There is one baby that I've been following.  He's lingered so long on "the edge" that I doubt he will make it.  It's bothered me, to see him fight so hard for nothing.  But is it for nothing, even if he perishes?  I wonder whether a life, however short, can still have meaning.  Can still be seen brightly in that short moment of time it exists, like an ember that rises above the messy flame of life that inhabits the Earth.

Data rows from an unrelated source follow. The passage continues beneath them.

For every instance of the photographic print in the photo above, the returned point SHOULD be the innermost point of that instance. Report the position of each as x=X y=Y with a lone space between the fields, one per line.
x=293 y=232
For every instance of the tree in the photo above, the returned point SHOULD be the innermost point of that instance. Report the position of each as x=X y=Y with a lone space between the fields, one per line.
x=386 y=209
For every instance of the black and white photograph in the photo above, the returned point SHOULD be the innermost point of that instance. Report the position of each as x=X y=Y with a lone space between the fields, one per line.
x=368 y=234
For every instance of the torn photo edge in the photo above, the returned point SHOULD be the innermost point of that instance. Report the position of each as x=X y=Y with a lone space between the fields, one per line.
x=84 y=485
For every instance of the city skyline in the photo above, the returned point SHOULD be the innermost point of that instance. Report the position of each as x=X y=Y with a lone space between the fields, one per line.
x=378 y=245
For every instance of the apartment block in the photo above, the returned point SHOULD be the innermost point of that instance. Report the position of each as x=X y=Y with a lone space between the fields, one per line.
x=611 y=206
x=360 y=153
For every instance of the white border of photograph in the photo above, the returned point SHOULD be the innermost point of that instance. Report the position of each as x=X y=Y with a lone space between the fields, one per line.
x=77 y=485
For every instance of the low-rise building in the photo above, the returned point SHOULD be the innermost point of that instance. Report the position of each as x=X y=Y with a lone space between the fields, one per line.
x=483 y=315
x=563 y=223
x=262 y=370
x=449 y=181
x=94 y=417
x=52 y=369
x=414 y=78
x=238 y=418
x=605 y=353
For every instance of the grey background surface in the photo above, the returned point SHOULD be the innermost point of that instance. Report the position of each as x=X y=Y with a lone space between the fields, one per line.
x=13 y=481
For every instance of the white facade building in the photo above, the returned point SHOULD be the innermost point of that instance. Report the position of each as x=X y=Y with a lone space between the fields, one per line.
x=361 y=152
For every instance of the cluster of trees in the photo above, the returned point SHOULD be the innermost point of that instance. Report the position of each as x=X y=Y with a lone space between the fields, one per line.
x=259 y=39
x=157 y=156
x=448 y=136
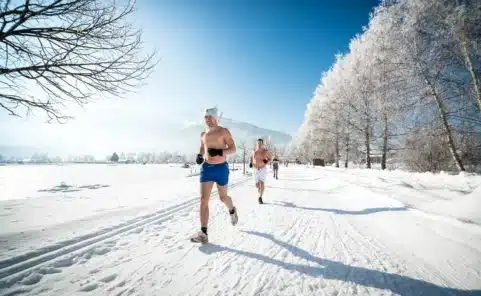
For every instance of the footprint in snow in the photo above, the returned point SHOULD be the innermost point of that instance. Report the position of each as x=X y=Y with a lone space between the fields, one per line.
x=109 y=278
x=89 y=288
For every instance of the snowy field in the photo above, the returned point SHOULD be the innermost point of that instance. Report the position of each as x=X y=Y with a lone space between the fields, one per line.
x=123 y=230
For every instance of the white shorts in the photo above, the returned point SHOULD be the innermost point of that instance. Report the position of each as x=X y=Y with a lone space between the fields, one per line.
x=260 y=174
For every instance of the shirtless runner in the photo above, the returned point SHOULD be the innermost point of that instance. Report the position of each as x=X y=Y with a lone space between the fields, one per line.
x=259 y=159
x=218 y=143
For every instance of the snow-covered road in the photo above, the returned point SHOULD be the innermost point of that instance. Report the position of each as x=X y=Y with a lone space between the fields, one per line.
x=320 y=232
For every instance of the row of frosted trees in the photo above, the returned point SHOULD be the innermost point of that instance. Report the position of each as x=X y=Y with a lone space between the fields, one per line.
x=408 y=90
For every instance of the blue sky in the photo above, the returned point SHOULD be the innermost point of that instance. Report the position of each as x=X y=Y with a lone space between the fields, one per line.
x=258 y=60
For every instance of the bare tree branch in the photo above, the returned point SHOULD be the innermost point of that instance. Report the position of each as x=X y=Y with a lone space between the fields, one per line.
x=73 y=50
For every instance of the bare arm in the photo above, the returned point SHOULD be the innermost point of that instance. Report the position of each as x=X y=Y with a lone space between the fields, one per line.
x=201 y=150
x=229 y=142
x=268 y=156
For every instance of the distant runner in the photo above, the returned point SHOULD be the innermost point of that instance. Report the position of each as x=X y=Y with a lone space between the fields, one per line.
x=218 y=143
x=259 y=159
x=275 y=167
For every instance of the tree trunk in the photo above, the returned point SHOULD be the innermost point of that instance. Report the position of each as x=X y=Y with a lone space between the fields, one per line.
x=348 y=138
x=469 y=66
x=346 y=161
x=368 y=143
x=337 y=150
x=244 y=160
x=384 y=143
x=447 y=128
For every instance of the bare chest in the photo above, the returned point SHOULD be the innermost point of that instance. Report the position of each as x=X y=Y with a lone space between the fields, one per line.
x=259 y=155
x=213 y=139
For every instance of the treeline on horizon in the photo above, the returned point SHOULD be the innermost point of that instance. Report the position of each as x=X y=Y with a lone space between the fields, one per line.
x=408 y=91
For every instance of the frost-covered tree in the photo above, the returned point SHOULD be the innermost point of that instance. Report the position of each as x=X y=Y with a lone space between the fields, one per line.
x=413 y=74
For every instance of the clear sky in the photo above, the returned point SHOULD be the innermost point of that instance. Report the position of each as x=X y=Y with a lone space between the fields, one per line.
x=258 y=60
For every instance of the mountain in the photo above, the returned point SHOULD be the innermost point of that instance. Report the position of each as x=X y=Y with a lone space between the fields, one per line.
x=241 y=131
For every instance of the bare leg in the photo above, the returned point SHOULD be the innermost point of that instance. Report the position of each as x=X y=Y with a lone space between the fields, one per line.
x=224 y=197
x=205 y=190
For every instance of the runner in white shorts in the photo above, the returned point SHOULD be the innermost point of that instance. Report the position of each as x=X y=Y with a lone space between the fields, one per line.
x=259 y=159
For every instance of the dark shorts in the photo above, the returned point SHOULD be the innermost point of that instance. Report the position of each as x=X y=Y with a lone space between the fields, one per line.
x=218 y=173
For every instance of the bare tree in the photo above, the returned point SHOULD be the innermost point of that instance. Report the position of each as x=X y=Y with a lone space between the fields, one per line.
x=58 y=51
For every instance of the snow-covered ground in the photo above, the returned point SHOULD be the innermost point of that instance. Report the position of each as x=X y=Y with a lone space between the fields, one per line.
x=123 y=230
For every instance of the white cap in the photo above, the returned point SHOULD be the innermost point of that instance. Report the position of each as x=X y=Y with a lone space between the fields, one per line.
x=214 y=112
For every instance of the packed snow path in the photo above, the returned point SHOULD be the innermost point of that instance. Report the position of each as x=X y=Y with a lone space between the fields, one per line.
x=320 y=232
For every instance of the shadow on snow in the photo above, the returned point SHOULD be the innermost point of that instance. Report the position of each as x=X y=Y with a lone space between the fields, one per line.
x=328 y=269
x=339 y=211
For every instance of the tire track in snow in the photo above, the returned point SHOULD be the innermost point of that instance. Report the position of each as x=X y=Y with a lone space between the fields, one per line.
x=177 y=260
x=13 y=270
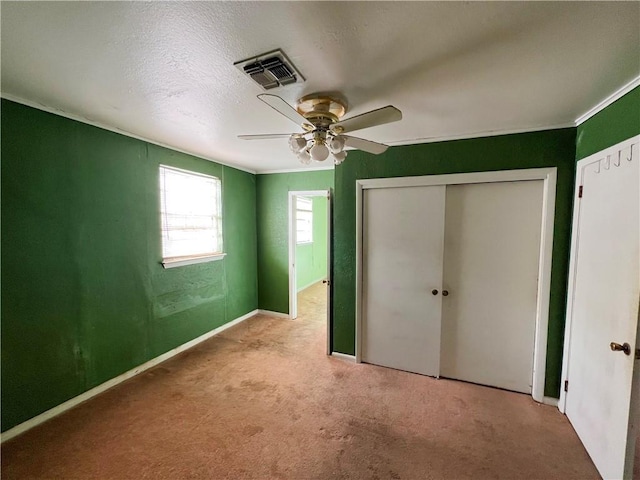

Below is a poem I started to write months ago after talking to a friend about a baby she had lost.  I didn't know quite how to finish it until today.


The Ember

A fire flickers, burning bright,
Gasping air and coughing life,
Amid that flame, an ember is born,
It flickers dimly, then takes form.

It's cast above by drafts of heat,
Buoyed by love, and tears, and grief, 
To grace the sky it travels far, 
To dwell so brief among the stars.

For seconds short, constellations change,
One star added, to an ageless range,
An immortal moment, moving fast,
Soon to live, forever, amid the past.

Its glory spent, its fire gone,
It pops just once in forlorn song,
Accepting death, its time is yet,
It circles down in pirouettes,

To rejoin, forever, the flame.


  1. Does every life however short has a meaning? This is a highly philosophical question. When I lost my twins, one of my friend said, God has selected you for helping those two lives finish their duty in this world. It is a predetermined fate that they have to come through you and go back. They finish their life cycle in this way. Hindus believe that there are 7 lives before you get liberated from the birth-death cycle. Don't ask me how much I believe all this. But, to think in this way gives some solace for my soul. I am a scientist and when I think like a pucca scientist, using only my brain, I would decide that it is not wise to try to save a baby who is too premature to survive healthily. If some intervention could save life but decrease the quality of a life too much, I wouldn't want that to happen. But, when I use my heart, my emotions, when I think as a mother I would give my LO every little chance to survive. Will I do it irrespective of the quality of life my little one would have? Still I am struggling to get an answer! When I see children like Ellie who are happy and healthy , I feel, every little one must be offered a chance to fight for their existence. But, when I see crippled children, my heart aches. Isn't it a selfish thing to do so just because we have the technology to save a life irrespective of the side-effects and the consequences? What right we have to make a life suffer? Aren't we supposed to use our brain and not our heart at such moments? If I get an incurable cancer, as an adult, would I chose to die peacefully or go through chemotherapy and such hell just to prolong my life just for few more years?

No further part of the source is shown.